Une approche qui ne semble pas suffisante pour le gouvernement français, qui, comme ses homologues italiens et allemands, veut favoriser l’émergence de champions européens de l’IA générative. En ce sens, Jean-Noël Barrot, ministre délégué chargé de la transition numérique et des télécommunications, l’accord politique « est une étape ».

« Nous allons examiner très attentivement l’accord qui a été trouvé, et, dans les discussions qui vont nécessairement se poursuivre, notamment pour régler un certain nombre de détails – le diable se cache souvent dans les détails – faire en sorte que la capacité d’innovation soit préservée en Europe », a-t-il déclaré sur le plateau de France Inter.

Les négociateurs du Parlement européen et du Conseil de l’UE, eux, se sont félicités de l’obtention de l’accord provisoire, après d’âpres négociations. « Historique ! », s’est exclamé Thierry Breton, commissaire européen au Marché intérieur, sur X.

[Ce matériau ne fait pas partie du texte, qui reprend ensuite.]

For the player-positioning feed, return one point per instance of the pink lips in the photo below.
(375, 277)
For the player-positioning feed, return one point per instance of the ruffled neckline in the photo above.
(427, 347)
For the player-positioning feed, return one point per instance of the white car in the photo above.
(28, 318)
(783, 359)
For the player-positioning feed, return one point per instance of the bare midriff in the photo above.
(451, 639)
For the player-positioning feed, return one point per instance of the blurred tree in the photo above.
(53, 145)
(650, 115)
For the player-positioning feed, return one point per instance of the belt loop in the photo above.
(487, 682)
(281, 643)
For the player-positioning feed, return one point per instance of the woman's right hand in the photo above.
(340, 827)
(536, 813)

Un avis partagé par Enza Iannapollo, analyste principale chez Forrester.

« L'accord conclu marque un moment historique et renforce l'avance de l'Europe sur la question de politique technologique la plus urgente pour notre génération ».
Enza IannapolloAnalyste principale, Forrester

« L’accord conclu marque un moment historique et renforce l’avance de l’Europe sur la question de politique technologique la plus urgente pour notre génération », juge-t-elle dans un message envoyé aux rédactions. « Il nous donne une plus grande certitude quant à l’arrivée d’une réglementation de l’IA complète, basée sur les risques et fondée sur des principes. Malgré les critiques, il s’agit d’une bonne nouvelle pour les entreprises et la société ».

Les entreprises invitées à appliquer l’AI Act en avance

Pour autant, le texte doit encore être formellement adopté par le Parlement européen et le Conseil de l’UE. Selon Luca Bertuzzi, un journaliste à Euractiv qui suit de très près l’évolution de l’AI Act depuis l’annonce de la Commission européenne en 2021, cela « prendra du temps ».

« Quatre réunions techniques sont prévues cette semaine, et il pourrait y en avoir autant, voire plus, en janvier. L’approbation du COREPER [Comité des représentants permanents] n’est attendue que pour la fin du mois de janvier », indique-t-il sur X.

« Bien entendu, il reste encore beaucoup de travail à accomplir. Il y a l’adoption de la loi finale au printemps, la création d’un code de conduite et de normes techniques, et la mise en place de réseaux d’application », liste Enza Iannapollo. « Les entreprises doivent commencer à planifier leur feuille de route en matière de conformité et organiser leurs équipes pour la mettre en œuvre dès aujourd’hui », conseille-t-elle.

De son côté, la Commission européenne encourage les entreprises à signer le Pacte sur l’IA, une initiative pour permettre aux entreprises de s’engager volontairement à appliquer les obligations de l’AI Act avant son entrée en vigueur et de partager de bonnes pratiques. « Une centaine d’entreprises ont déjà manifesté leur intérêt pour notre pacte sur l’IA », vante Usurla von der Layen. Une stratégie alignée avec celle de plusieurs entreprises françaises, dont les membres de Positive AI.